The Fiix trial, a single-center noninferiority RCT, was limited by not being powered for evaluations of outcome in subgroups. However, by comparing results from the Fiix trial to the much larger group of pooled PT-warfarin controls in the enormous DOAC trials, we were able achieve statistical power to compare major outcomes although confidence intervals remain wide. We chose to do two separate statistical analyses. First, we compared relative risks using both two-sided 95% confidence intervals (CI) and one-sided 95% confidence limits (CL). The one-sided 95% CL identifies a critical value where 95% of expected RR estimates will fall on one side of the critical value and 5% on the opposite side. This reduces the risk of making type 2 statistical errors of interpretation and clarifies expected RR distributions. Secondly, we did fixed- and random-effect meta-analyses comparing individual NOACs (including Fiix-warfarin) to PT-warfarin, separately and pooled. It should be kept in mind that there are differences in all the trial's designs and populations. Thus, although the populations of the Fiix trial, RE-LY, and ARISTOTLE appear to be quite similar, the ROCKET-AF and ENGAGE patients may differ more due to complex inclusion and exclusion criteria. This has, however, not prevented others from performing meta-analyses combining results in three 22 or all four phase III DOAC trials 23. Importantly, in our meta-analysis, heterogeneity did not differ significantly except for major bleeding where trials differed. Results of a separate meta-analysis (not shown) of the most similar trial arms only (Fiix trial, RE-LY, and ARISTOTLE) did not differ from the full meta-analysis.

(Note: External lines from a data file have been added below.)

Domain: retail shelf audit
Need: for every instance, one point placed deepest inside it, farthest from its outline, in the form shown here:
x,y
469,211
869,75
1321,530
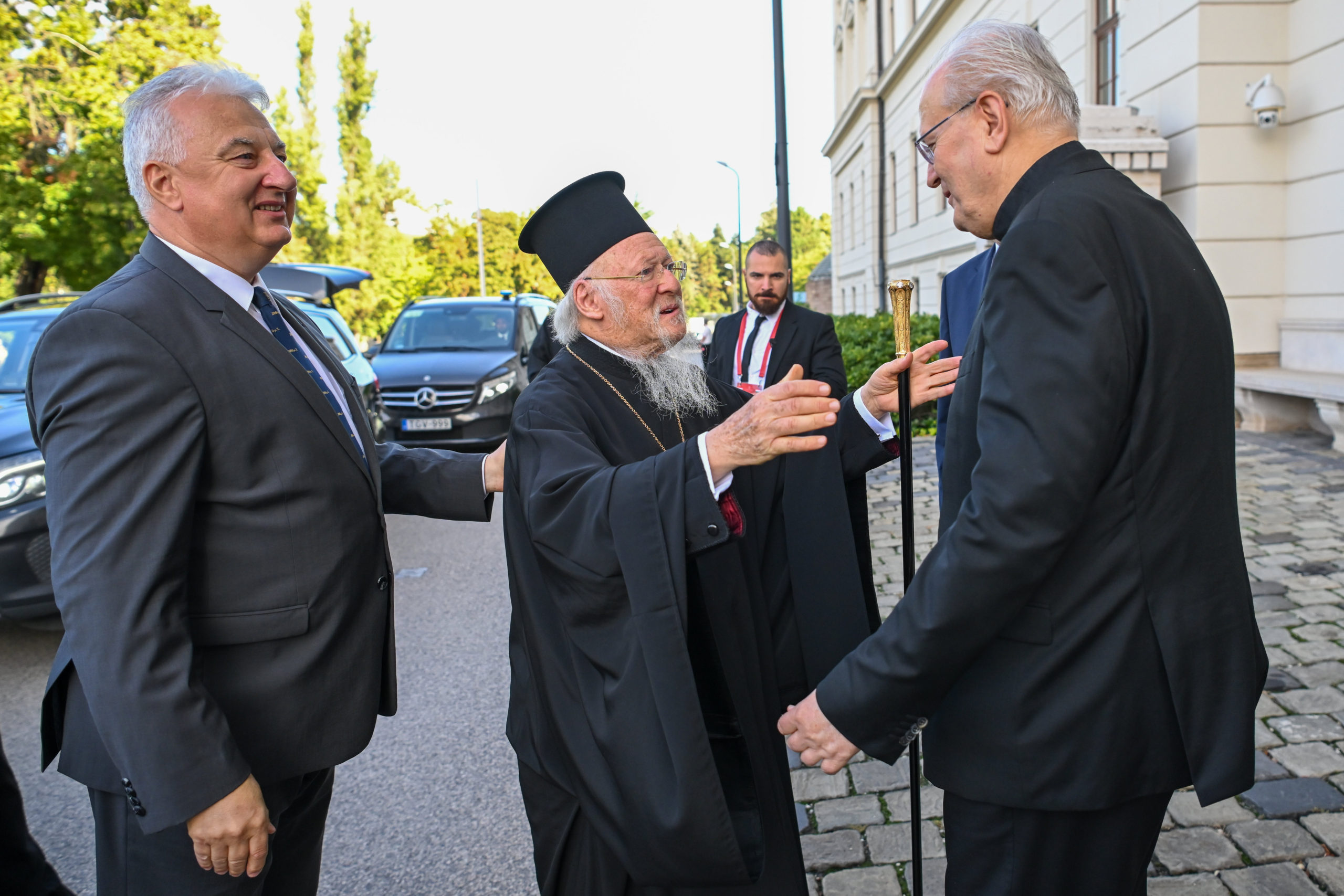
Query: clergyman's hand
x,y
812,735
495,469
233,836
769,425
929,381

Finally, some additional limitations of the current systematic review should be addressed. First, in the Fiix trial, there was little patient selection compared to the DOAC trials, so the DOAC trials may actually not represent general anticoagulation practice. Secondly, the proportional improvement in efficacy with Fiix-PT due to improved stability suggested by the Fiix trial might actually be even more in areas of poor INR control, but this we could not test in a single-center trial at a site practicing high-quality warfarin management. Third, it would have been interesting to compare outcome with Fiix-PT to outcome with PT monitoring at high-quality sites only in the DOAC trials, but such data was not readily available to us.

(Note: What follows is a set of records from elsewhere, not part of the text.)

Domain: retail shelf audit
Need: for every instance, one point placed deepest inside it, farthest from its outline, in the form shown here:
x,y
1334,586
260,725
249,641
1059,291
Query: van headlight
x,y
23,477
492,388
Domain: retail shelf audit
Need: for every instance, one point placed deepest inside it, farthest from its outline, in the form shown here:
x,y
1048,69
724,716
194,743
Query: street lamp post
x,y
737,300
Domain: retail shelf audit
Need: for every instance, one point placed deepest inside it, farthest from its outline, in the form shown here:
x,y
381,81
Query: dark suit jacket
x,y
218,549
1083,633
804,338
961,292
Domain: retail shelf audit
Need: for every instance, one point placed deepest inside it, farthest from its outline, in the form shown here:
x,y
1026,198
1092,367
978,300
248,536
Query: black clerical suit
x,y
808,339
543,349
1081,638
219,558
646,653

In conclusion, considering limitations of this kind of an analysis, stabilizing anticoagulation by monitoring warfarin with the new Fiix-PT (Fiix-INR) instead of the traditional PT (INR) in NVAF patients reduces the risk of vascular events at least as much as do DOACs compared to traditional PT-INR monitoring. Warfarin monitored with the new Fiix-PT test, is an improved new oral anticoagulant.